I am earning some extra money that I wish to invest for 3 years. I want to add more on a monthly basis. Can HN suggest best place to watch my money grow?
======
md1515
Right now CDs are not a great option. Very low yielding.

I would suggest spending a few hours every week studying the stock market so
that you can at least understand things that are going on, fluctuations that
take place etc. I also recommend (my father pays for) Stock Market Mentor. He
is a really brilliant guy and although his service is expensive it will be
made up for by the knowledge you gain. That knowledge (both relevant to
actually picking stocks AND learning to pick your own) will stay with you
forever when you have even more money to invest.

I would suggest spending a few months listening to him and doing your own
research. Find some stocks you like (or sectors) and follow them. You could
test the waters with ETFs because a lot of the stimulus money will be entering
the market soon. Right now the market is quite low by historic levels - that
doesn't necessarily mean it will go up, but the chances are better.

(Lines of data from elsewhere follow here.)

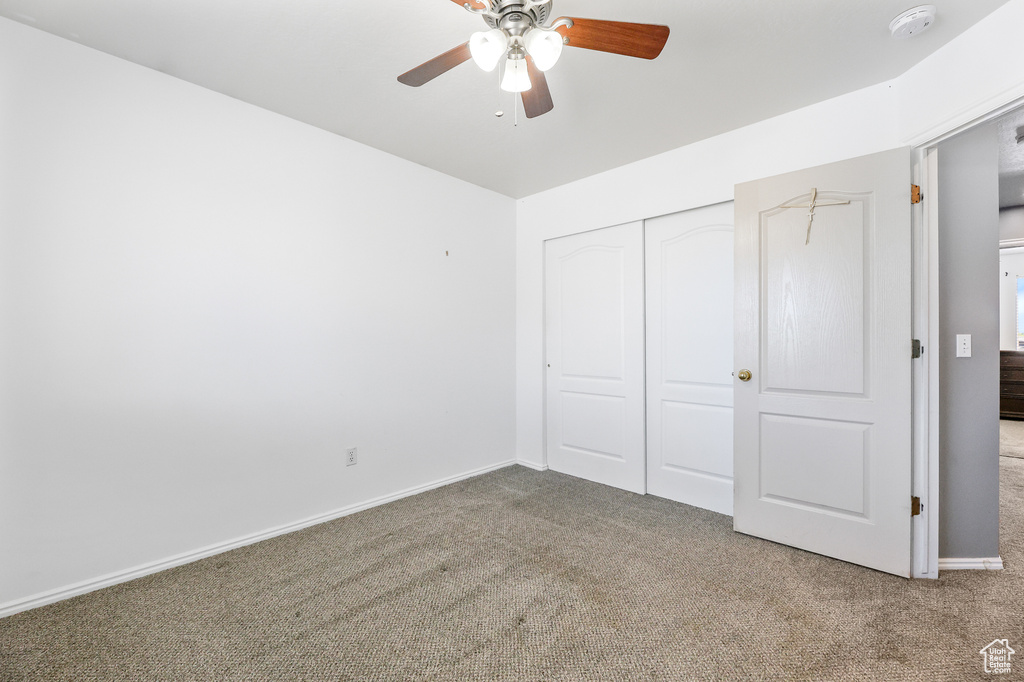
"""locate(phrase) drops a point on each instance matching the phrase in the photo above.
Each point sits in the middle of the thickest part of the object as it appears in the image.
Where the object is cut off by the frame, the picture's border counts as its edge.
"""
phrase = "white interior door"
(689, 278)
(594, 352)
(822, 428)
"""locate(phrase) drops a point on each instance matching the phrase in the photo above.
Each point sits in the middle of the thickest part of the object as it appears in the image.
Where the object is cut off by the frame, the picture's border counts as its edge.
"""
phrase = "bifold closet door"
(594, 355)
(689, 284)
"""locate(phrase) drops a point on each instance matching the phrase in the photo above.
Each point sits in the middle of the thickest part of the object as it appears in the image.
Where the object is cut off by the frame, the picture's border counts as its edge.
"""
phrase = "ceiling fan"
(517, 33)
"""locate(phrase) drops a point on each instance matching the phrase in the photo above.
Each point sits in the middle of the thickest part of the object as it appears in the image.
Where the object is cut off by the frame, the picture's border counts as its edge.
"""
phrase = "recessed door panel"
(813, 296)
(593, 289)
(796, 470)
(594, 424)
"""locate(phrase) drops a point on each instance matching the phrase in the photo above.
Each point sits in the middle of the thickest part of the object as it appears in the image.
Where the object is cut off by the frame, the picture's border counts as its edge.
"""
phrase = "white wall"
(1012, 223)
(202, 304)
(1011, 267)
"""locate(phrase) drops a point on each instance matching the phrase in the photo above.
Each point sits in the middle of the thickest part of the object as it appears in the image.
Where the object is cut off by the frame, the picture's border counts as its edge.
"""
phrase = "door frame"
(925, 553)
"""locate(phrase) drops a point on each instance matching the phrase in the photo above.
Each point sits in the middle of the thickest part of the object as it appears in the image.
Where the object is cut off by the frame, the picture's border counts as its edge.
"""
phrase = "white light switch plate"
(963, 345)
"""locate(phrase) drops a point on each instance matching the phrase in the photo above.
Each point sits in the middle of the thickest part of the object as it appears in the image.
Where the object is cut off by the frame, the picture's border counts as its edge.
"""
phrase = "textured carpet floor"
(526, 576)
(1011, 438)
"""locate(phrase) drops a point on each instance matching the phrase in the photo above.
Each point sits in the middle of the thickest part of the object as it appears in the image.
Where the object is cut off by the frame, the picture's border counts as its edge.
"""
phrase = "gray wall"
(969, 407)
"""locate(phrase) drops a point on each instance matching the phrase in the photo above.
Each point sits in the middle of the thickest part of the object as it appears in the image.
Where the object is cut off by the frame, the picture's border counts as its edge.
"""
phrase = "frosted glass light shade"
(544, 46)
(516, 76)
(487, 47)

The market is extremely volatile now. Just be careful..invest in LEARNING and
then test things out. Good luck

------
apieceofpi
Three years is a considerable short term investment period, for which I would
target low-risk assets. How much money are we talking about?

Without knowing more, I would say a 3-year Certificate of Deposit (CD) or bond
funds are your best bet.

------
seanmccann
If you can risk the money then buy stocks. Take a look at Apple in particular.